Para o gestor que não está acompanhando esse processo de perto, o risco não é só de pagar imposto errado. É de perder crédito, precificar com base em uma carga tributária que já mudou ou tomar decisões estratégicas com premissas fiscais desatualizadas.
O que significa operar com dois sistemas
Na prática, significa que durante o período de transição, as obrigações acessórias, os cálculos de crédito e as alíquotas aplicáveis vão mudar a cada ano.
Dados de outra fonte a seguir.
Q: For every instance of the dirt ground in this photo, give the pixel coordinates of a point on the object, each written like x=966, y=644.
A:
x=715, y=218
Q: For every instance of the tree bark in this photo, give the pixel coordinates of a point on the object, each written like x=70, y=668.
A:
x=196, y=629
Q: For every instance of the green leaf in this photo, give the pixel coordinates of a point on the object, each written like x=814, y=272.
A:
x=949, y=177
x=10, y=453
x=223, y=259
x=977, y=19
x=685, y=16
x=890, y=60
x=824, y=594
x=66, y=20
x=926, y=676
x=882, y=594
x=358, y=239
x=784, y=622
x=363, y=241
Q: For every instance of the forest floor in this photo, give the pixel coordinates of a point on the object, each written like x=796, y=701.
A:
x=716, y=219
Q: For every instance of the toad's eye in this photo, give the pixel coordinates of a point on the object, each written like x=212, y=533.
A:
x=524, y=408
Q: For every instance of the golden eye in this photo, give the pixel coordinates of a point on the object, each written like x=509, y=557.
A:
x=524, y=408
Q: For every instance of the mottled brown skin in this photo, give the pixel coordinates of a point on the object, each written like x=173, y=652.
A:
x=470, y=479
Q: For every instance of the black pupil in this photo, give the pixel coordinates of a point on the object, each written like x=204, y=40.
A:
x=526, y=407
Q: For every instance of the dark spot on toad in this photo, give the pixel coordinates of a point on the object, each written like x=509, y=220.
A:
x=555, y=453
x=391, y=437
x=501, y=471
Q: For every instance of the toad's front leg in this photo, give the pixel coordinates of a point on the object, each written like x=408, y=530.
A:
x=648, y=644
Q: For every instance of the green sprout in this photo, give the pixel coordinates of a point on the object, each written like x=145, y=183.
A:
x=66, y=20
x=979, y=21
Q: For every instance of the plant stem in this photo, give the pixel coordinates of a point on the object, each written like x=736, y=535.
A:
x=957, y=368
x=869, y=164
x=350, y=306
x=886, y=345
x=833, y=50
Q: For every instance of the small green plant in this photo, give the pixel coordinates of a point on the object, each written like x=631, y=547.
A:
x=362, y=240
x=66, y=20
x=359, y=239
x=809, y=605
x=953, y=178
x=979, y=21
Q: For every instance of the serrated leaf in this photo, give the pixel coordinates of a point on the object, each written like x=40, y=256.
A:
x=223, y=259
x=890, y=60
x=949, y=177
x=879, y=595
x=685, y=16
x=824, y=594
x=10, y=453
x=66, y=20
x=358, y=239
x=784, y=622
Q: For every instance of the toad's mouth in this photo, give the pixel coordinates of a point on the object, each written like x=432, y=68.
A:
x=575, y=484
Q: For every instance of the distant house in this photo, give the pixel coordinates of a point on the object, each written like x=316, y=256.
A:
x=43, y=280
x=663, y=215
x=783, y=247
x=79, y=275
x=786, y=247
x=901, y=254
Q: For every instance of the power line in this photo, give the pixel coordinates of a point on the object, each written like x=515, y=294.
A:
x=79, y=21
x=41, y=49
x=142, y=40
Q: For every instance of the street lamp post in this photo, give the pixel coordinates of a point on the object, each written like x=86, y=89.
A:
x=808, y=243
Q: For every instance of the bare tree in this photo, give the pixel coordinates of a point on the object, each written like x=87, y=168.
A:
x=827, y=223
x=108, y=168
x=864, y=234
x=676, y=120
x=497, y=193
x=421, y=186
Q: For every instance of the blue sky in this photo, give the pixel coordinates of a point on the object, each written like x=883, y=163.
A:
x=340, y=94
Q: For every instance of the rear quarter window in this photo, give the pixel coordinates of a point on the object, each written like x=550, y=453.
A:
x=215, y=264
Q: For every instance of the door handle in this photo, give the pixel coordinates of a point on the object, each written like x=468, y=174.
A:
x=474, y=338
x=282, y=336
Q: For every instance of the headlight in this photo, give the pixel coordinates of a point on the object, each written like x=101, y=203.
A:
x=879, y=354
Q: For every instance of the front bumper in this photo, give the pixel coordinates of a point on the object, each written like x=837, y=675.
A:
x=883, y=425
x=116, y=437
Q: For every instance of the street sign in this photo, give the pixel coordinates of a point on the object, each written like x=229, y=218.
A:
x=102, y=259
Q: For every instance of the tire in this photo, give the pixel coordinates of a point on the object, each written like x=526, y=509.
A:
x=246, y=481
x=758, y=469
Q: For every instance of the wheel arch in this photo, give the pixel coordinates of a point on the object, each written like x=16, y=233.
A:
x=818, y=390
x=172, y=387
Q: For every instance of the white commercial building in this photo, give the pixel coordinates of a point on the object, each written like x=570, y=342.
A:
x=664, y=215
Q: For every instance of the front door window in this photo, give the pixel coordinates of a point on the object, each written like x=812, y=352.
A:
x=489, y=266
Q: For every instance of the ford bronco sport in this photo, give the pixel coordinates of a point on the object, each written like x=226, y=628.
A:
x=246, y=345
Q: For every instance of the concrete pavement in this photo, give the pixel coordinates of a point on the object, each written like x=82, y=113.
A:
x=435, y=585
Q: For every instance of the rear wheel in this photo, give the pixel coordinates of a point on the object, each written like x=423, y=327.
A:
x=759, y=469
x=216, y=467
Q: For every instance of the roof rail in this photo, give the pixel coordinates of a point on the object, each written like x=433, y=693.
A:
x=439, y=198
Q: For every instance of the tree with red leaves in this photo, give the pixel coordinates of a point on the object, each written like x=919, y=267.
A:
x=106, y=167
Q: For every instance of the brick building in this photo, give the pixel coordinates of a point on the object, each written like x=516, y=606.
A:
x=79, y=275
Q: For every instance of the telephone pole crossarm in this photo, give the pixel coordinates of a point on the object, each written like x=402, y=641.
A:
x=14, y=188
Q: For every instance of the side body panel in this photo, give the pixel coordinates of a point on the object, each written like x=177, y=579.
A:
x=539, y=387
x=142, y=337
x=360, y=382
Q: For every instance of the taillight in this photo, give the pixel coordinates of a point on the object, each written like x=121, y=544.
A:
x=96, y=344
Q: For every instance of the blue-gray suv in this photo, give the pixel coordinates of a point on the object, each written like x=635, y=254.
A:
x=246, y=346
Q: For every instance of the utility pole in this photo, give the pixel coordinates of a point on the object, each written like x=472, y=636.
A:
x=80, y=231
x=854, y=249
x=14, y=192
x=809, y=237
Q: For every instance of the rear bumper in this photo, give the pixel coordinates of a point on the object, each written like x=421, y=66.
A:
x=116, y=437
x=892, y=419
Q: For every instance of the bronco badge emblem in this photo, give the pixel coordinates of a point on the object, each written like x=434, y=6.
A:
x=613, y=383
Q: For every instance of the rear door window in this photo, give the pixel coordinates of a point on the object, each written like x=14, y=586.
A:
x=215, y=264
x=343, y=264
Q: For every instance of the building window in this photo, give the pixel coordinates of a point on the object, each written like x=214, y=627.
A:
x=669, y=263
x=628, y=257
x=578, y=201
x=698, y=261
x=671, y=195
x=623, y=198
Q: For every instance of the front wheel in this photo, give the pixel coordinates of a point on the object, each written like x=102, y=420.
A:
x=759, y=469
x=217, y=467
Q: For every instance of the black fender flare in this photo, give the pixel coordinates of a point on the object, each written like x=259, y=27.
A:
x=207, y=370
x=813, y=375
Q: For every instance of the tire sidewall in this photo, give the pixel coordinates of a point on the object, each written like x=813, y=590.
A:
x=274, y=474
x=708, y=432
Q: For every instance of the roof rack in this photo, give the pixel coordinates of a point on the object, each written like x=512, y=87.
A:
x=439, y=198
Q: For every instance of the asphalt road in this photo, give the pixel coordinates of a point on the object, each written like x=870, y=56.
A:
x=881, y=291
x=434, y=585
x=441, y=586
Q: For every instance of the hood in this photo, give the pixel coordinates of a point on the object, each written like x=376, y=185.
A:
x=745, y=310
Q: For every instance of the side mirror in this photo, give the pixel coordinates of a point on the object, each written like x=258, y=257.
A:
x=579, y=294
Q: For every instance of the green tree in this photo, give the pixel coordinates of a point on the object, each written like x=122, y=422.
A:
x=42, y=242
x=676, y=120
O que era válido em 2026 pode ter uma regra diferente em 2027 e outra em 2029.
Dessa maneira, o empresário que não tem um parceiro contábil atualizado sobre cada etapa do cronograma corre o risco de continuar operando com as regras antigas quando as novas já estão em vigor, ou de não aproveitar os créditos que o novo sistema passa a permitir.
Os principais riscos do período de transição
• Precificação desatualizada: a carga tributária efetiva vai mudar a cada etapa da transição. Preços calculados com as alíquotas atuais podem estar incorretos a partir de 2027.
• Créditos não aproveitados: o novo sistema amplia o direito a crédito tributário. Empresas que não se preparam para registrar e aproveitar esses créditos desde o início perdem um benefício real.
• Obrigações acessórias duplicadas: durante a transição, haverá obrigações dos dois sistemas sendo entregues simultaneamente. Erros nessa fase podem gerar autuações.
• Decisões estratégicas com premissas erradas: expansão, abertura de filial, mudança de regime. Qualquer decisão que tenha implicação tributária precisa considerar o novo sistema, não só o atual.
Como se preparar agora
O primeiro passo é entender qual o impacto específico da Reforma no modelo de negócio da sua empresa. Setor, regime tributário, cadeia de fornecedores, tipo de receita. Cada combinação tem um impacto diferente.
O segundo passo é garantir que os sistemas operacionais estejam preparados para emitir documentos fiscais e registrar créditos nos dois formatos ao mesmo tempo.
E o terceiro passo é ter um contador que acompanhe o cronograma da transição e avise o empresário antes de cada mudança, não depois.
Portanto, a transição tributária mais complexa da história recente do Brasil não é algo para acompanhar de longe. É algo para planejar agora, etapa por etapa, com um parceiro que conhece o tema.